Music Features

On This Day: Hip-Hop Forever Changed America

Happy birthday to the world's biggest genre

On this day in 1973, Clive Campbell, the Jamaican-American "selector" known as DJ Kool Herc, hosted a "back to school jam" at 1520 Sedgewick Avenue in the Boogie Down Bronx of New York City.

Armed with a booming sound system and reggae beats, Herc– a shortened nickname for "Hercules"– commanded insatiable audiences across the South Bronx with his unique looping technique called the "Merry-Go Round." "[I knew that] they were waiting for this particular break," Herc later said, "and I got a couple of records that got the same break up in it. I wonder how it would be if I put them all together."

The subtle trick elongated the audience's favorite parts of their favorite funk records and kept the energy high. The widened section was known as "the break" or "the get down." "The beauty of Herc's set-up was that once he would find that section of the record, he would create a loop live in front of the crowd using the two turntables and the crossfader on the mixer," wrote Complex.

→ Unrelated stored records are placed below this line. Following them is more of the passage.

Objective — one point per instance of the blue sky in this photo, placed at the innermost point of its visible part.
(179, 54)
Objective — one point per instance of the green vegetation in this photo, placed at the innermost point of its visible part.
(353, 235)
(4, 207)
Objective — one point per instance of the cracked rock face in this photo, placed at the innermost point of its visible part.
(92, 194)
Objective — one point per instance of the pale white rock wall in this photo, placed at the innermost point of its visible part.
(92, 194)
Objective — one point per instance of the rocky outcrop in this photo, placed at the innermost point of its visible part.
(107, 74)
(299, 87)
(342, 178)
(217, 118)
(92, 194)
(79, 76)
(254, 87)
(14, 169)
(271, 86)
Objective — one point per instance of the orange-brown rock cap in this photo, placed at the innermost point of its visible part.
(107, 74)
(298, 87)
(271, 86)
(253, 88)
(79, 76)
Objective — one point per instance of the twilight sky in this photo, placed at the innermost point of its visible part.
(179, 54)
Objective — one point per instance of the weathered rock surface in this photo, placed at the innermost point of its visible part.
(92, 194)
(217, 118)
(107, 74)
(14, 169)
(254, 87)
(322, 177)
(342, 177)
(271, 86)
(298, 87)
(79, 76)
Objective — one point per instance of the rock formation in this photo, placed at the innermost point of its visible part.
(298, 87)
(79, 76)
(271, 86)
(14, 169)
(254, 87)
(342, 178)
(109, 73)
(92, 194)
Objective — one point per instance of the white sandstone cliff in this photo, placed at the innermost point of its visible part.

Kool DJ Herc, Merry Go Roundwww.youtube.com

The method of the "Merry-Go-Round" quickly became universal among the Bronx's other pioneer DJ's. DJ Afrika Bambaataa, who headed the legendary hip-hop unit Universal Zulu Nation, added to the "breakbeats" in his own way, infusing the sounds of salsa, West Indian music, and rock and roll. His 1982 track "Planet Rock" was one of his biggest crowd-pleasers and sampled an electric piano from the German quartet Kraftwerk. Meanwhile, Theodore Livingston, otherwise known as Grand Wizzard Theodore, also began toying with "breakbeats" and in turn invented what is now known as "scratching," which helped the records bounce and sound more percussive.

Then came the almighty Joseph Sadler, better known as Grandmaster Flash, who founded the Furious Five, the first-ever hip-hop group. Together, they incorporated poetic rhymes alongside Flash's slick instrumental breaks. Best known for their funky track "The Message," Flash invented cutting, which involved playing the same song on two separate turntables and snapping back and forth between them to create an entirely new record (he also invented the now-iconic backspin).

Grandmaster Flash & The Furious Five - The Message (Official Video)www.youtube.com

But what evolved from the South Bronx in 1973 has now transformed American culture as a whole. Hip-hop has sunk its teeth into everything from dance to fashion and has wholly redefined American culture in the mere 47 years it's been around. It has single-handedly become the most impactful genre to ever exist in music–and not merely because it sounds dope.

Still, despite mainstream's embrace and occasional exploitation, hip-hop has remained, first and foremost, a platform for hustlers, philosophers, and critical thinkers. "Hip-hop as a musical and global cultural form forces us to think critically about what we define as valuable knowledge, who we recognize as knowledge producers, and how knowledge can be created and shared," wrote The University of Oxford.

The genre has overtly challenged authoritative perspectives and always shed light on the urban struggles for the underrepresented. In turn, it's birthed an incalculable number of storytellers and urban prophets, who all relentlessly grind for their city and their family. They fight to educate the masses and inspire other underrepresented people to succeed against all the odds.

Freddie Gibbs & The Alchemist - Scottie Beam featuring Rick Ross (Official Video)www.youtube.com

"Visualizing the realism of life in actuality, f*ck who's the baddest, a person's status depends on salary, and my mentality is money-oriented," raps NY emcee A.Z. as he reflects on the morbidity of life. On his legendary feature on Nas's 1994 hit "Life's a Bitch," A.Z. uses a double entendre to prophesize that life can only feel real to a person if they fully immerse themselves in their existence.

"The revolution is the genocide...my execution might be televised," Freddie Gibbs raps on 2020's "Scottie Beam." In just a few bars, he dissects the morbid cycle police killings and how "the revolution" won't happen until more people of color die. "Cash rules everything around me," Method Man chants, frustrated, on Wu-Tang Clan's 1993 hit "C.R.E.A.M." as he reflects on the frustrations of capitalism.

For the last 47 years, hip-hop has always documented the American underbelly. Now, as the squeaky-clean revisionist history of America seems to further erode in 2020, it's important to remember where we heard the truth from first, because it definitely wasn't from a textbook.